Nowhere were the frictions generated by nationalist politics more in evidence than in the Cisleithanian [the non-Hungarian half of Austria-Hungary] parliament, which met from 1883 in a handsome neo-classical building on Vienna’s Ringstrasse. In this 516-seat legislature, the largest in Europe, the familiar spectrum of political ideological diversity was cross-cut by national affiliations producing a panoply of splinter groups and grouplets. Among the thirty-odd parties that held mandates after the 1907 elections, for example, were twenty-eight Czech Agrarians, eighteen Young Czechs (Radical nationalists), seventeen Czech Conservatives, seven Old Czechs (moderate nationalists), two Czech-Progressives (Realist tendency), one ‘wild’ (independent) Czech and nine Czech National Socialists. The Poles, the Germans, the Italians and even the Slovenes and the Ruthenes were similarly divided along ideological lines.
Since there was no official language in Cisleithania (by contrast with the Kingdom of Hungary), there was no single official language of parliamentary procedure. German,Czech, Polish, Ruthenian, Croat, Serbian, Slovenian, Italian, Romanian and Russian were all permitted.

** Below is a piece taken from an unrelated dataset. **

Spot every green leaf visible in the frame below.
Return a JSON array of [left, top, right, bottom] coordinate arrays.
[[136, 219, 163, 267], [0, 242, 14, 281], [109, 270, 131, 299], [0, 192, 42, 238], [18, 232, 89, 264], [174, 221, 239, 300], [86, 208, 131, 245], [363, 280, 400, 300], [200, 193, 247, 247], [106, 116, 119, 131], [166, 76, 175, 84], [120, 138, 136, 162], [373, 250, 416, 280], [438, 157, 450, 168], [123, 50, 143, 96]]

But no interpreters were provided, and there was no facility for recording or monitoring the content of the speeches that were not in German, unless the deputy in question himself chose to supply the house with a translated text of his speech. Deputies from even the most insignificant factions could thus block unwelcome initiatives by delivering long speeches in a language that only a handful of their colleagues understood. Whether they were actually addressing the issues raised by the current motion, or simply reciting long poems in their own national idiom, was difficult to ascertain. The Czechs in particular were renowned for the baroque extravagance of their filibustering. The Cisleithanian parliament became a celebrated tourist attraction, especially in winter, when Viennese pleasure-seekers crowded into the heated visitors’ galleries. By contrast with the city’s theatres and opera houses, a Berlin journalist wrily observed, entry to parliamentary sessions was free.*
* Among those who came to watch the antics of the deputies was the young drifter Adolf Hitler. Between February 1908 and the summer of 1909, when Czech obstructionism was at its height, he was often to be found in the visitors’ gallery. He would later claim that the experience had ‘cured’ him of his youthful admiration for the parliamentary system.
Christopher Clark, The Sleepwalkers: How Europe Went To War In 1914, 2012.